In 2012 the festival organisers hit the ground running with a handful of first-rate names including Daniel Hope, Wu Han, Sir Roger Norrington, the actress Hannelore Elsner (as orator), and the Emerson String Quartet. This year, though the number of concerts had doubled, the high standards were nevertheless retained: the Artemis Quartet, András Schiff, Philippe Entremont, Jan Vogler and a host of other names came to perform in addition to those who had returned for a second year. Whilst the music performed is not exclusively by Mozart, Western European repertoire from the 18th and 19th centuries has formed the staple of the festival thus far.

It became clear from the palpable audience buzz before each of the three concerts I attended – the Artemis Quartet, and Sebastian Knauer playing Beethoven, as well as this evening’s recital – that there was a genuine hunger in the local area for such an event and that mozart@augsburg was satiating these cravings. Indeed, four of the ten concerts were sold out.

The venue for tonight’s concert, the Small Golden Hall – situated in the same building in which Leopold Mozart received his formative education – offered an impressive setting and sympathetic acoustics well suited for chamber music. Indeed, the title “Chamber Music Pearls” could have equally been “Fire and Brimstone” as the programme progressed into the 19th century. The piano trio certainly drew a solid, theatrical performance from Schubert’s D.898 and Dvořák’s Op. 65, and it was within these pieces that they seemed at their most free.

Mozart’s Trio in B flat major, K502, which began the recital, although good-humoured and delightfully nuanced, felt held back somewhat. Pianist Lars Vogt seemed to underplay the first movement, perhaps in an effort to maintain clarity within the ensemble, and Tanja Tetzlaff, whilst rarely offered a prominent cello line by Mozart, could have been slightly more present in moments that called for it. This was partly the result of her more mellow tone, which didn’t always blend with Christian Tetzlaff’s. However, by the end of the work all three musicians had relaxed into it, which was clear from their more broad and unified sounds.

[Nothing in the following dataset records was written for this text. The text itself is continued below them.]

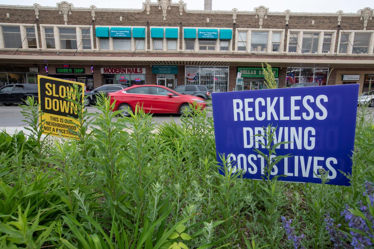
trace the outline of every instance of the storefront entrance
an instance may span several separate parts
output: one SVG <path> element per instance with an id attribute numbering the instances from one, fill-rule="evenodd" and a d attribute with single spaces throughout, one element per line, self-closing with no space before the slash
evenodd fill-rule
<path id="1" fill-rule="evenodd" d="M 245 90 L 258 90 L 264 89 L 264 80 L 244 78 L 243 80 L 243 89 Z M 266 87 L 265 87 L 265 88 Z"/>
<path id="2" fill-rule="evenodd" d="M 171 89 L 174 89 L 176 86 L 174 84 L 174 74 L 157 74 L 157 84 L 164 85 Z"/>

To continue in this vein, it was obvious from the start of Schubert’s deceptively difficult B flat major Trio that the ensemble felt at home, both with each other and the music. There was immediately a broader dynamic range and, on another level, all three seemed to be allowing greater variety of colours, shades and nuances to shine through: a transparency of texture permeated the second movement, for example; floating, wispy strings and more sensitive blending. Vogt had also settled into his true musical nature, asserting some powerful bass notes in certain parts of the first movement that propelled the music forward. The rondo was the most successful – the various changes of character were forthright and the trio withdrew a sense of adventure and uncertainty as to what was around the corner. Absorbed in the performance, at times I forgot which direction the music was next to take.

The final work, Dvořák’s Trio in F minor, was both invested with a great amount of energy and balanced with control and intent. For example, the unison introduction from the Tetzlaffs, whilst brief, was finely unified, sounding almost like a single instrument: what they had lacked in the Mozart they had truly regained here. The finale was titillating in its dynamic chops and changes, with some beautiful sweeping solos from Vogt. At times, I would have enjoyed a touch more sparkle from the piano, although this is only a minor comment considering the technical demands of the part.

The length of the final applause was equal to that of one of the shorter movements played tonight, and justly so. These three musicians are fine performers of later, Romantic repertoire, and if I were to propose any change to tonight’s performance it would merely have been a more “meaty” alternative to Mozart’s KV 502. Charming though it was, it seemed to inhibit the trio’s more theatrical temperaments.